Sem qualquer relação com o problema que leva milhares de mulheres à morte todos os anos, o debate sobre o aborto virou uma arma dos conservadores. Por Cynara Menezes. Foto: Roberto Stuckert Filho.

Em 3 de outubro, um domingo, os brasileiros acordaram cedo, votaram, decidiram democraticamente pelo segundo turno das eleições presidenciais e foram para a cama no século XXI. Mas acordaram no dia seguinte em plena Idade Média, com a religião e o aborto no centro do debate político. Como a eleição termina no dia 31, em pleno Halloween,- nas redes sociais a candidata do PT, Dilma Rousseff, passou a ser tratada por seguidores de José Serra, do PSDB, como uma bruxa a quem será preciso queimar. O clima inquisitorial, patrocinado não só por evangélicos, como chegou a se publicar, mas também por alas conservadoras da Igreja Católica, é estimulado pelos tucanos e democratas, que pretendem focar a campanha no tema.

Quando o Brasil foi dormir naquela noite, o aborto era uma questão séria de saúde pública. Realizado clandestinamente, é o responsável por 15% das mortes maternas no País, a quarta causa de óbito de mulheres durante a gestação. São realizadas pelo Sistema Único de Saúde (SUS) mais de 180 mil curetagens por ano, grande parte delas causada por abortos malsucedidos. De acordo com uma pesquisa feita pela Universidade de Brasília, mesmo proibido por lei, uma em cada cinco brasileiras com menos de 40 anos expeliu do corpo um feto por vontade própria.

Ao acordar na segunda-feira 4, o brasileiro deparou-se com a notícia de que esse grave problema havia se transformado num trunfo para tentar mudar o resultado das eleições, nas mãos de religiosos e políticos conservadores. Uma trama foi urdida nos subterrâneos do catolicismo mais arcaico para prejudicar a candidata Dilma Rousseff, retroalimentada pelos adversários eleitorais. A própria mulher do candidato José Serra, Mônica, chegou a dizer a um evangélico no Rio de Janeiro, em mea-dos de setembro, que a petista “gosta de matar criancinhas”. Impossibilitados de atingir as classes mais baixas com algum halo de programa de governo, democratas e tucanos apelam para o aborto e para a religião em busca dos votos da classe C.

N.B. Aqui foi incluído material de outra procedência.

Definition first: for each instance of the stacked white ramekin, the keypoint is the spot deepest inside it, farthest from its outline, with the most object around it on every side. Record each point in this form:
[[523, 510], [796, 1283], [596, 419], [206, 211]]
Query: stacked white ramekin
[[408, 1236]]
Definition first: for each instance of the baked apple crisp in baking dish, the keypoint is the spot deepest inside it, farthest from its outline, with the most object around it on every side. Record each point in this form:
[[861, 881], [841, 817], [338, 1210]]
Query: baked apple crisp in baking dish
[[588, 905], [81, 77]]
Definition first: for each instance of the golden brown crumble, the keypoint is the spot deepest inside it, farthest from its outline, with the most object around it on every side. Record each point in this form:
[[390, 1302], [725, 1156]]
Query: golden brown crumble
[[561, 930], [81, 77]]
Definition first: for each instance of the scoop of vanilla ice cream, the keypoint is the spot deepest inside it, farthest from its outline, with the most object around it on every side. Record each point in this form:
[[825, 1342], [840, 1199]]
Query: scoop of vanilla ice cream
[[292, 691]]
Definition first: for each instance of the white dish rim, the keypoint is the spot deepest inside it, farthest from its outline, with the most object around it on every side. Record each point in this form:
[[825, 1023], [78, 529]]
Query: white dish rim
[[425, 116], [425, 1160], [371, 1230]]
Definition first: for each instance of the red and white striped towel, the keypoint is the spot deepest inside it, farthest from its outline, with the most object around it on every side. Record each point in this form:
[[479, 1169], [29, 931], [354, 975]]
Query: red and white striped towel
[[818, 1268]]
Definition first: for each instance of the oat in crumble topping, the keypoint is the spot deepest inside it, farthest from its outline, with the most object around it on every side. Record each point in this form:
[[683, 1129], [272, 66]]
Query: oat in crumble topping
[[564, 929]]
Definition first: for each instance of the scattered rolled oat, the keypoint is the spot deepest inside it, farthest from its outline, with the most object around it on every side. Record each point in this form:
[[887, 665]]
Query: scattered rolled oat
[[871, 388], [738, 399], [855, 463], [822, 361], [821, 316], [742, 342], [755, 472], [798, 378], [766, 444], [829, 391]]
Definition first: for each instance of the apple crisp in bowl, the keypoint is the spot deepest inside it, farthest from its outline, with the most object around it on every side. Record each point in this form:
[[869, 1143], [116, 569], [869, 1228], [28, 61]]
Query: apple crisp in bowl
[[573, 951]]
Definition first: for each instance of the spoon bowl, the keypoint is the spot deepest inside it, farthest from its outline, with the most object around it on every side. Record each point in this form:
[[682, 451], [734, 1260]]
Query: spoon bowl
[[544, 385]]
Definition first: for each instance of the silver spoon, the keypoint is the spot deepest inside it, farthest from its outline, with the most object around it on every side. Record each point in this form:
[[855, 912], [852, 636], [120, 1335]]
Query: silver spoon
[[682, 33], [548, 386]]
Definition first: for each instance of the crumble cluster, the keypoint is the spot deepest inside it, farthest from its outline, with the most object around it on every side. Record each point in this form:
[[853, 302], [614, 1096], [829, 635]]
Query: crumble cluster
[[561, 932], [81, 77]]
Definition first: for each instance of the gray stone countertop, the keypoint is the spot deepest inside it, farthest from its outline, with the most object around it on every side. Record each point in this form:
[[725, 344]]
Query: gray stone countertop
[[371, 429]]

É um caminho. Duas pesquisas do Instituto Sensus realizadas no intervalo de uma década mostram que a opinião dos brasileiros a respeito do tema variou pouco. Em janeiro de 2001, quase 79% dos entrevistados se declaravam contra o aborto. Em janeiro último, o porcentual foi de 73,5%.

“Aborto já pesou na campanha e vai continuar pesando”, afirmou Jorge Born-hausen, presidente de honra do DEM. “Para a política, existem duas coisas no Nordeste: governo e Igreja”, ecoou seu filho, o deputado Paulo Bornhausen, líder do partido na Câmara. Em uma reunião de Serra com os governadores e senadores eleitos pelo PSDB em Brasília, foi flagrada pelos repórteres uma pilha de panfletos da arcaica Tradição, Família e Propriedade (TFP) a pregarem o voto contra Dilma Rousseff por ela ser a favor da “legalização” do aborto, entre outras questões. “Pense na sua família. Passe essa informação adiante”, dizia o panfleto.

Nas duas semanas anteriores à eleição e no próprio domingo da votação, uma carta assinada pelo bispo dom Nelson Westrupp, presidente da Regional Sul 1 da Conferência Nacional dos Bispos do Brasil (CNBB), foi distribuída nas portas das igrejas de São Paulo. Conclamava os eleitores a não votarem nos candidatos do PT. O partido foi nomeado em vários trechos do texto, embora seja considerado crime eleitoral esse tipo de propaganda. Entre outras coisas, o panfleto dizia que o governo “comprometeu-se a legalizar o aborto” e sugeria aos eleitores a dar seu voto “somente a candidatos ou candidatas e partidos contrários à descriminalização do aborto”. Pelo raciocínio, à oposição.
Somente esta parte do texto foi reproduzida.